In a study published Nov. 14, 2019 in the journal Science, a team led by researchers at UC San Francisco and Baylor College of Medicine show that some of the intellectual impairments associated with DS may be traced to altered protein production in a region of the brain called the hippocampus, which is central to learning and long-term memory formation.
But in the so-called Ts65Dn mouse, engineered to capture genetic, behavioral, and cognitive features of human Down syndrome, these changes can be undone. When the researchers administered drugs that target one of the cell's key stress response pathways, they were able to bring protein levels back to normal, which caused the cognitive deficits typical of the Ts65Dn mouse to vanish.
Although the cognitive features of DS have generally been thought of as irreversible, the researchers say, these findings indicate that it may be possible to improve cognitive function in human DS using similar compounds.
A New Approach for Studying Down Syndrome Because DS is caused by an extra copy of chromosome 21, scientists have generally studied the disease through the lens of genetics, focusing primarily on ways in which the superfluous chromosome disrupts normal gene activity. But in the new study, rather than restricting their efforts to genes and chromosomes, the scientists trained their sights on the largely unexplored role of "proteostasis" -- a technical term for the cell's protein manufacturing and quality control machinery -- in DS.
"The vast majority of the field has been focusing on individual genes on chromosome 21 to figure out which ones are causally related to Down syndrome and its pathologies. Our approach was different.

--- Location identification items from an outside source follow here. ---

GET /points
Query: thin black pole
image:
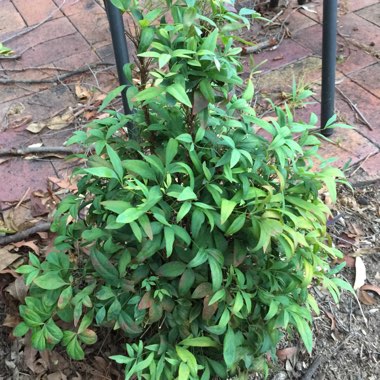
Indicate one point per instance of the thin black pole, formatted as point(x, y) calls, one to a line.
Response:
point(120, 48)
point(330, 17)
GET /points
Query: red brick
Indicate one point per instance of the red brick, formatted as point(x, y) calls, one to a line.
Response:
point(371, 14)
point(39, 11)
point(93, 25)
point(359, 29)
point(17, 175)
point(296, 20)
point(288, 52)
point(354, 5)
point(372, 166)
point(12, 92)
point(72, 7)
point(353, 59)
point(368, 104)
point(350, 57)
point(10, 19)
point(349, 145)
point(48, 31)
point(53, 50)
point(42, 105)
point(78, 60)
point(369, 78)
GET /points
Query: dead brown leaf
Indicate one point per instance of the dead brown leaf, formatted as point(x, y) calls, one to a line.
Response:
point(17, 289)
point(29, 244)
point(20, 122)
point(365, 298)
point(56, 376)
point(61, 121)
point(288, 353)
point(19, 218)
point(2, 160)
point(65, 183)
point(360, 273)
point(11, 321)
point(82, 92)
point(6, 257)
point(372, 288)
point(333, 320)
point(37, 207)
point(36, 127)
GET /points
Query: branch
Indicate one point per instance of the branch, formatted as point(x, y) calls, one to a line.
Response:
point(260, 46)
point(38, 150)
point(27, 30)
point(45, 226)
point(58, 78)
point(355, 108)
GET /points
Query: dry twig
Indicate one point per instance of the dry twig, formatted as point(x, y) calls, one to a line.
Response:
point(40, 227)
point(58, 78)
point(38, 150)
point(355, 108)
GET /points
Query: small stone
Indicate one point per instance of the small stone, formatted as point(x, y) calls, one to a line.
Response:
point(280, 376)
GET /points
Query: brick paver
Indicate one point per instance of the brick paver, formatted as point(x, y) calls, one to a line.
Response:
point(10, 19)
point(38, 11)
point(369, 79)
point(367, 103)
point(371, 14)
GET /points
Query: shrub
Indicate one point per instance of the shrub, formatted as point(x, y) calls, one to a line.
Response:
point(198, 240)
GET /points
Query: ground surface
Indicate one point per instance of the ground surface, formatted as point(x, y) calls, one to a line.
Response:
point(38, 106)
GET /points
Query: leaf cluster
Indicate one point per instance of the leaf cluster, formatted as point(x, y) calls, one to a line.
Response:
point(199, 240)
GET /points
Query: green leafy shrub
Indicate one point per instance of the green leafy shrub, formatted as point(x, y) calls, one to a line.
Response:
point(198, 241)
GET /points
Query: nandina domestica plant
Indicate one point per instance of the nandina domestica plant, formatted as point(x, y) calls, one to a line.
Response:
point(199, 239)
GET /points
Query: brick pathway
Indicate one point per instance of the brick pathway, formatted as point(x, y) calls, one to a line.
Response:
point(76, 33)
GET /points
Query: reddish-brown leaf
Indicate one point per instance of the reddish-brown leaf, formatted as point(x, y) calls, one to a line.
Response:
point(287, 353)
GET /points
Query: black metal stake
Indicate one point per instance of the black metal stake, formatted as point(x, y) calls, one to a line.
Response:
point(330, 16)
point(120, 48)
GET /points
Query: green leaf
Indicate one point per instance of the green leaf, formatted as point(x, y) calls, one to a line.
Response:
point(148, 94)
point(65, 297)
point(39, 340)
point(183, 371)
point(111, 96)
point(236, 225)
point(201, 341)
point(146, 38)
point(102, 172)
point(140, 366)
point(305, 331)
point(178, 91)
point(183, 211)
point(130, 215)
point(74, 349)
point(229, 348)
point(216, 274)
point(21, 329)
point(103, 266)
point(50, 281)
point(249, 92)
point(52, 332)
point(186, 281)
point(88, 337)
point(140, 168)
point(171, 269)
point(187, 194)
point(207, 90)
point(163, 60)
point(227, 207)
point(171, 151)
point(169, 240)
point(115, 161)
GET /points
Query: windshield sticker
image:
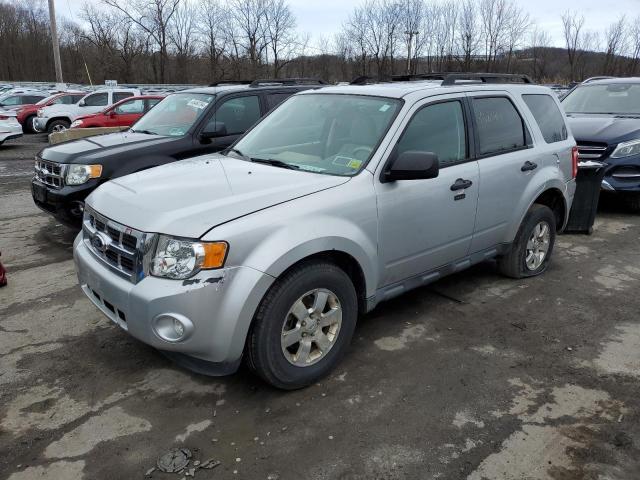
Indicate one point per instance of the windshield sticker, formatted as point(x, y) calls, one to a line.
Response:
point(342, 161)
point(312, 168)
point(197, 104)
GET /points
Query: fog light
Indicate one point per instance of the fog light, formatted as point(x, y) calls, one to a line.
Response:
point(172, 327)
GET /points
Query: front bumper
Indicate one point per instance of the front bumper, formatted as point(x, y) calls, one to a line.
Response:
point(65, 204)
point(219, 303)
point(622, 175)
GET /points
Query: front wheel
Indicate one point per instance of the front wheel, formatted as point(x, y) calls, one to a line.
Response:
point(58, 126)
point(27, 126)
point(303, 325)
point(530, 252)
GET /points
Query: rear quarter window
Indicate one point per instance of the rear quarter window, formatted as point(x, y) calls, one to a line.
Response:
point(499, 126)
point(548, 117)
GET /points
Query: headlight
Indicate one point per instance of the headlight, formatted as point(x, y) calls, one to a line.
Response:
point(179, 259)
point(79, 174)
point(627, 149)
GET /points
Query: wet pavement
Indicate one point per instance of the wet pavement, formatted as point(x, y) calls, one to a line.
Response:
point(475, 377)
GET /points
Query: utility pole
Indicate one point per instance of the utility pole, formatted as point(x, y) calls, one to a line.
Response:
point(411, 34)
point(54, 41)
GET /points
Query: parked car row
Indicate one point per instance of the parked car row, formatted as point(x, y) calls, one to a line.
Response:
point(313, 204)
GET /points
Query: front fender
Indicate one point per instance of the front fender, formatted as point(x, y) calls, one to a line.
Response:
point(284, 248)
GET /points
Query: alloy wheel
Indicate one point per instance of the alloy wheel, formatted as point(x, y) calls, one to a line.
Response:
point(311, 327)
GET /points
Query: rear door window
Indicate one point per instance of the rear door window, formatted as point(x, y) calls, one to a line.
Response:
point(238, 114)
point(97, 100)
point(439, 129)
point(117, 96)
point(548, 117)
point(499, 126)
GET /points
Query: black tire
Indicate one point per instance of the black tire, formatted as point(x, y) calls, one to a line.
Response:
point(51, 127)
point(633, 202)
point(264, 350)
point(27, 126)
point(513, 264)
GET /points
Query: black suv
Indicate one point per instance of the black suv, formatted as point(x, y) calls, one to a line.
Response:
point(184, 124)
point(604, 116)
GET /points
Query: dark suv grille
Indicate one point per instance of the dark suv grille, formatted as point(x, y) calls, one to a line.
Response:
point(49, 173)
point(592, 151)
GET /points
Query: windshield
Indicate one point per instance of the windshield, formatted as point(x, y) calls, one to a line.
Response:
point(323, 133)
point(613, 98)
point(174, 115)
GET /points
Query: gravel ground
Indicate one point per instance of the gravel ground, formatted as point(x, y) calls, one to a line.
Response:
point(475, 377)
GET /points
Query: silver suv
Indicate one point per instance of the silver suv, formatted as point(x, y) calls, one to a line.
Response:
point(339, 199)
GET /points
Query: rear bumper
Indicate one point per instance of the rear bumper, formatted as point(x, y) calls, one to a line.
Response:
point(219, 304)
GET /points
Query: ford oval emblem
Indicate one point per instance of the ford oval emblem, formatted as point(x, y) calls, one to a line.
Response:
point(100, 241)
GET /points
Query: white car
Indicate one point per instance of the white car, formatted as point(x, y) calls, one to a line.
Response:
point(55, 118)
point(9, 127)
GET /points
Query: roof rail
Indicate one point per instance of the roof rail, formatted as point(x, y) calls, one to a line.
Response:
point(287, 81)
point(230, 82)
point(593, 79)
point(452, 78)
point(419, 76)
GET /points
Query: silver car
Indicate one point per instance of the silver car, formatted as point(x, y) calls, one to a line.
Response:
point(339, 199)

We were trying to uncover a link between proteostasis defects and DS," said Peter Walter, PhD, professor of biochemistry and biophysics at UCSF and co-senior author of the new study.

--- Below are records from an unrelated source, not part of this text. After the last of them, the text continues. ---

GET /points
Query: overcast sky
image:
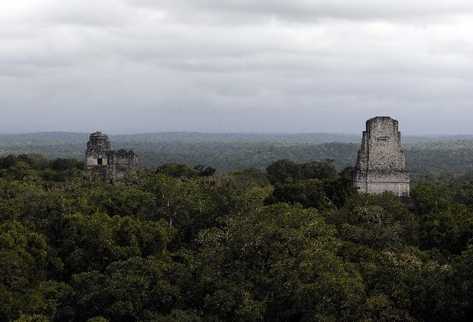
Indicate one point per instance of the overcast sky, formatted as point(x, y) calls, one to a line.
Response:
point(127, 66)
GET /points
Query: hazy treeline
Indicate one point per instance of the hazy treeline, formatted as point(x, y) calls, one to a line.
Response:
point(230, 152)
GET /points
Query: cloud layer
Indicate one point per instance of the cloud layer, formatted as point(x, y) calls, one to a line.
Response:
point(237, 65)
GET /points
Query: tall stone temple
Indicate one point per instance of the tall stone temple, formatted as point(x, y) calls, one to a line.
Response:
point(381, 165)
point(105, 163)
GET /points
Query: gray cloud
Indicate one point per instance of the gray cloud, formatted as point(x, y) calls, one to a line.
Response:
point(279, 66)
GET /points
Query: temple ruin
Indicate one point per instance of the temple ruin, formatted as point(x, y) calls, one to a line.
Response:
point(381, 165)
point(103, 162)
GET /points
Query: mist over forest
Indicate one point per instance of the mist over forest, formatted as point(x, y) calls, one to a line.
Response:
point(426, 155)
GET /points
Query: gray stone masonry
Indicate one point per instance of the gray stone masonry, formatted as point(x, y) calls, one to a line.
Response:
point(101, 161)
point(381, 165)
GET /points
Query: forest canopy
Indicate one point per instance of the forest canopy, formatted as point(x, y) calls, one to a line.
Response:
point(180, 243)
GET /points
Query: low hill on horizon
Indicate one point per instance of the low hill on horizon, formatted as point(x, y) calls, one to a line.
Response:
point(451, 155)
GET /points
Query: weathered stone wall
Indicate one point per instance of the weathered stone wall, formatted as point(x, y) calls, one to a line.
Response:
point(103, 162)
point(381, 164)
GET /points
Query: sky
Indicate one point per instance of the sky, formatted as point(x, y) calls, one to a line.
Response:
point(286, 66)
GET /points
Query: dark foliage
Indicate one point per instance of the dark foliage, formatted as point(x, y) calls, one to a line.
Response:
point(182, 244)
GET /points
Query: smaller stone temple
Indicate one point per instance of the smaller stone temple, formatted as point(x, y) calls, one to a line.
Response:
point(381, 165)
point(103, 162)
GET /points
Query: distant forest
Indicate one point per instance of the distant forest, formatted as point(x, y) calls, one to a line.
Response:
point(230, 152)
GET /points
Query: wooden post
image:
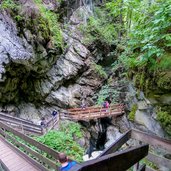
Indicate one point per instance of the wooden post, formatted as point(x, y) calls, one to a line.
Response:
point(100, 111)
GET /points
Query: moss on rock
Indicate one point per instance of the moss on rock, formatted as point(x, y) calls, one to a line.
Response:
point(163, 80)
point(165, 119)
point(131, 115)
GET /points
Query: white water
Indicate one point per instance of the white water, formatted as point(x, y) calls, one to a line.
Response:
point(87, 6)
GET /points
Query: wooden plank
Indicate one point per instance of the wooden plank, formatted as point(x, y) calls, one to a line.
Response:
point(20, 123)
point(18, 120)
point(117, 161)
point(142, 167)
point(117, 144)
point(24, 156)
point(151, 139)
point(3, 166)
point(21, 119)
point(96, 107)
point(149, 169)
point(34, 153)
point(33, 142)
point(159, 161)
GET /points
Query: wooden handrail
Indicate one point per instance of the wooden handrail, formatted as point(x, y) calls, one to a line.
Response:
point(151, 139)
point(3, 167)
point(117, 144)
point(30, 151)
point(26, 126)
point(31, 141)
point(117, 161)
point(159, 161)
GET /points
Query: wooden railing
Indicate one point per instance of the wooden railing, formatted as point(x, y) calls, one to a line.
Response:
point(156, 142)
point(9, 136)
point(152, 140)
point(26, 126)
point(93, 112)
point(110, 159)
point(3, 167)
point(116, 161)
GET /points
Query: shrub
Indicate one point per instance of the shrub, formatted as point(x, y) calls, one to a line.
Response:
point(63, 140)
point(131, 115)
point(165, 119)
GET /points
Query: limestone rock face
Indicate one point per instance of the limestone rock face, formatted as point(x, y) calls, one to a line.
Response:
point(34, 71)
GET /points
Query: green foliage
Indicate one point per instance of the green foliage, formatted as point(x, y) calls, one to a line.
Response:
point(99, 29)
point(150, 36)
point(107, 92)
point(99, 70)
point(51, 19)
point(131, 115)
point(63, 140)
point(150, 164)
point(9, 4)
point(165, 119)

Walter spearheaded the new study with collaborator Mauro Costa-Mattioli, PhD, a professor of neuroscience at Baylor College of Medicine who is currently a visiting professor in Walter's lab thanks to a UCSF Presidential Chair Award.
To identify proteostasis problems that might contribute to DS, the researchers turned to a common mouse model that captures most of the chromosomal, developmental and cognitive abnormalities that define the human version of the syndrome.
Using polysome profiling, a technique that allows scientists to take a detailed snapshot of the cell's protein factories in action, the researchers found that up to 39 percent less protein was being produced in the hippocampus of DS mice, prompting them to ask why extra copies of genes could lead to a decline in protein production.
Stress Response to Blame for Cognitive Impairments Seen in Down Syndrome The researchers discovered that hippocampal cells in DS mice had activated what's known as the integrated stress response (ISR), a biological circuit that detects when something's awry -- the presence of an extra chromosome, for example, in the case of DS -- and engages a protective response that activates machinery to tamp down protein production.
"The cell is constantly monitoring its own health. When something goes wrong, the cell responds by making less protein, which is usually a sound response to cellular stress. But you need protein synthesis for higher cognitive functions, so when protein synthesis is reduced, you get a pathology of memory formation," said Walter.
Backing up these results, the scientists also found that the ISR was also activated in postmortem samples of brain tissue from people with DS. And by a stroke of pure luck, the researchers were able to obtain a tissue sample from a person with DS in whom some cells carried the expected third copy of chromosome 21, while others were genetically normal -- the ISR, however, was only active in the cells with the extra chromosome.
Taken together, these findings strongly suggest that the ISR is involved in, and perhaps even responsible for, certain DS symptoms.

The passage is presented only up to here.